Ions, Ozone and Aerisa
Ions typically exist at a much lower concentration than ozone in normal air. Aerisa technologies produce ions through the use of electricity, high voltage, dielectrics (non-conductive material), and conductive materials. A byproduct of this technology can be ozone. Even with Aerisa increasing the density of ions in the air a hundred-fold, ions still exist at a relatively low concentration when compared to ozone and other contaminants. The charged nature of ions allows them to be much more effective than ozone at the expected concentrations produced by Aerisa technology. This effectiveness is due to the different behaviors of ions and ozone, specifically, their different reaction mechanisms (or how they interact and react with other molecules) and reaction speeds.
The effectiveness of ions is due to the uniqueness of gas-phase ion reactions. In gas-phase reactions, an ion’s charge cannot be destroyed (except for collisions with an oppositely charged ion) because charge must be conserved. The charge can be transferred but not destroyed.
Notice the positive charge transfers, but does not disappear. The same would occur for a negatively charged ion.
Thus, an ion can participate in a reaction and survive in a modified form to participate in another reaction. In such a manner, an ion (or rather the ion’s charge) can participate in thousands of reactions, and each reaction can be up to 1 million times faster than ozone.
Ozone, by contrast, works through chemical reactions, and is more reactive than oxygen. Because ozone is not a charged molecule, when ozone reacts with a contaminant in the air, it goes through a reaction that produces different molecules that are not typically charged. These products are usually more stable than ozone, and may be able to react with another molecule if the conditions are right.

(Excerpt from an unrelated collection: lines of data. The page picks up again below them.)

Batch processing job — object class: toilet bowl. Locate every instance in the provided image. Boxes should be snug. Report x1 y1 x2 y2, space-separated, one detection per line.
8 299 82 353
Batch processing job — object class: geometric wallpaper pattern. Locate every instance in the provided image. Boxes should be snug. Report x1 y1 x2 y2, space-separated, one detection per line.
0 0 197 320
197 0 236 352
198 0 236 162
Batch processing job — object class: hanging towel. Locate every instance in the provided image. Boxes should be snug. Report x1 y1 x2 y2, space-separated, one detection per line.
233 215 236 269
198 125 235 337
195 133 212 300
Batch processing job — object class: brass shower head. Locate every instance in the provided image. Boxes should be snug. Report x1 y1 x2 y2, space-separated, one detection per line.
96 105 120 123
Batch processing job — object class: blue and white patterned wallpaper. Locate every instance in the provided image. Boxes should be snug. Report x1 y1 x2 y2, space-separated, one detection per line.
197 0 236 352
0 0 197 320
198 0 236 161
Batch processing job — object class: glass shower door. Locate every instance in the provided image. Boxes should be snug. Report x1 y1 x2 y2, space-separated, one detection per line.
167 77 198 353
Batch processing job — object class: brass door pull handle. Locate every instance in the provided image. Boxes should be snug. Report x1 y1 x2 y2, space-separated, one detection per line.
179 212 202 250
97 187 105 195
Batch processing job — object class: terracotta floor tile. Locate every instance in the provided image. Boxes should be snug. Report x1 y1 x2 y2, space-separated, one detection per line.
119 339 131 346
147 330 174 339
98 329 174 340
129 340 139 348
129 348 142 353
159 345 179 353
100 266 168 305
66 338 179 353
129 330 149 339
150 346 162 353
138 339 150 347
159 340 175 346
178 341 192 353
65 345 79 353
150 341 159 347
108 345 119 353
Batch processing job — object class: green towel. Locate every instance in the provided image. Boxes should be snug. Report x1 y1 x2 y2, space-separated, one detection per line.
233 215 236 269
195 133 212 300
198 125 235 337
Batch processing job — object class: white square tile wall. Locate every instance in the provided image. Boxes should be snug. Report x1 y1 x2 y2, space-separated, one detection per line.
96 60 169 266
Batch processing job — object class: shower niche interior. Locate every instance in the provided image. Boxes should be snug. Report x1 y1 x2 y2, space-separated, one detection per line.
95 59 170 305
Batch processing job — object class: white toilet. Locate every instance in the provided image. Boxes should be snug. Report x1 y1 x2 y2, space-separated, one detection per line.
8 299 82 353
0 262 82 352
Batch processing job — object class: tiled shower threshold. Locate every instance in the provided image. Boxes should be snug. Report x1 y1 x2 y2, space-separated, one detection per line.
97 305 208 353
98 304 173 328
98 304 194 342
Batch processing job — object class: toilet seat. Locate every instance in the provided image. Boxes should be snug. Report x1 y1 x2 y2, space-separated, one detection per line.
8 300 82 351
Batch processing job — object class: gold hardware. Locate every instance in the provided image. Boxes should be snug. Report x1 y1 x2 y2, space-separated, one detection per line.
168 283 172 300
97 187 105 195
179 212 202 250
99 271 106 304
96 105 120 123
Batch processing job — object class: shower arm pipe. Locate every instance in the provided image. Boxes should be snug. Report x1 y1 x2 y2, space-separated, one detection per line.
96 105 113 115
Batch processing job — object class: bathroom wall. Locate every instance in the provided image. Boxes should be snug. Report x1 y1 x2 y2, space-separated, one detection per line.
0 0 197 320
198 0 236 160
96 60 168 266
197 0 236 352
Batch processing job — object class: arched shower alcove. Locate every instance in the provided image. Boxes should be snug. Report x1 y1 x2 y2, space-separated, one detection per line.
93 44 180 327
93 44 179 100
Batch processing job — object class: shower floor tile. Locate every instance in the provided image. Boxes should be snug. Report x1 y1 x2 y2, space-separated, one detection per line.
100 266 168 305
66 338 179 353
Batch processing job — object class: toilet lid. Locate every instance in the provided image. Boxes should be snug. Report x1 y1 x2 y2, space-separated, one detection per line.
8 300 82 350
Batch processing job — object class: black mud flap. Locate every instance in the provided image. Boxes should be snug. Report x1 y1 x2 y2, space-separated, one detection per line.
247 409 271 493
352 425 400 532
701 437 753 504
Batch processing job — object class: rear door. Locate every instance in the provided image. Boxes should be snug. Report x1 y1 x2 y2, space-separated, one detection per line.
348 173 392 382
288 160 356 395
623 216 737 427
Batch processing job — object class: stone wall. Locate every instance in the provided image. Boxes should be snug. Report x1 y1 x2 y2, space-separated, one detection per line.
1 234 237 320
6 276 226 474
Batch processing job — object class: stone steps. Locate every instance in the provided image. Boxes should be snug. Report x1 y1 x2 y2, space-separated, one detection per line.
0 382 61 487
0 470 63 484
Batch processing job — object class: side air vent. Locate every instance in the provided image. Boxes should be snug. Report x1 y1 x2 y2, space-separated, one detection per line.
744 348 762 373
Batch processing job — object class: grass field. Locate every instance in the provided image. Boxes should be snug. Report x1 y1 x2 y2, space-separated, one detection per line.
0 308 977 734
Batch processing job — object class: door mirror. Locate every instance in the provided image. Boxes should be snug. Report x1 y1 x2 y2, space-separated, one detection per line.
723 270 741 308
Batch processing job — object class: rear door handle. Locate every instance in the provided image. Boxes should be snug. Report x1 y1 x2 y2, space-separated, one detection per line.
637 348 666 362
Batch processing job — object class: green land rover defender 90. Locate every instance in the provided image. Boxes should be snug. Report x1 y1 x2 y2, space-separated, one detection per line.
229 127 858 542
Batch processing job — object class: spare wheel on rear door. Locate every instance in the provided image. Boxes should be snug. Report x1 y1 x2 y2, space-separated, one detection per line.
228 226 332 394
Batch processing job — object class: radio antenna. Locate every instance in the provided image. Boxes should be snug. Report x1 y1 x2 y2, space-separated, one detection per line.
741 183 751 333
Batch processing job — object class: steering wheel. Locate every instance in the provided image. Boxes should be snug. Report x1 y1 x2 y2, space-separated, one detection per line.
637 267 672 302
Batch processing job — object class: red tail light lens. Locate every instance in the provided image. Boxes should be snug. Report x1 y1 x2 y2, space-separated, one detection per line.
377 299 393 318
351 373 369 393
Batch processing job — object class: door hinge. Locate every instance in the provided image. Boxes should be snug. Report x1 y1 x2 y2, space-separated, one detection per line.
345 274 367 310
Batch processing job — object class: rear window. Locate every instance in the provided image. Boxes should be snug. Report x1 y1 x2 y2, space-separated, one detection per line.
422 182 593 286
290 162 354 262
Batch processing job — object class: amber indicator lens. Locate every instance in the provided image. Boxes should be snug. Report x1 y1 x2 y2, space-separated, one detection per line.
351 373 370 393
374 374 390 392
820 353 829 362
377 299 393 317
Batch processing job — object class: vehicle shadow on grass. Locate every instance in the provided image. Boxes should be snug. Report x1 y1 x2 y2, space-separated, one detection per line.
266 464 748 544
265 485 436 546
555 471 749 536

Because there is no charge to conserve, an ozone molecule can only generate 1 up to 5 gas-phase reactions, and thus is used up much more quickly than ions. While ozone is not a charged molecule, it is polar, meaning that the electrons are shared unequally which creates a charge on one side and an opposite charge on another side. This polarity allows ozone to react easily with other molecules. Ozone will decay back to the more stable form of dioxygen.
Ions do not behave the same when they come into contact with a surface. In this case, the charge can be ‘absorbed’ by the surface; whereby the solid properties of the surface cause the charge to either be transferred through the solid and out to ground or it may charge the surface slightly if it is a less conductive material. When the surface is charged, it will eventually find a mode to disperse and become neutralized. Due to the absorption and neutralization of the charge by the surface, ions are able to react once and are done. Ozone is depleted similarly when contact is made with a surface.
Ions in gas-phase reactions also can attract particles (both oppositely charged and neutral) in the air together through their charges. This allows the particles to become heavier / larger in size and cause them to drop out of the air and either be cleaned through normal housekeeping duties, or get filtered out through return air system filters.
Ions are very effective in improving indoor air quality through removal of dust particles from the air stream, and by breaking down odors and contaminants into less offensive molecules.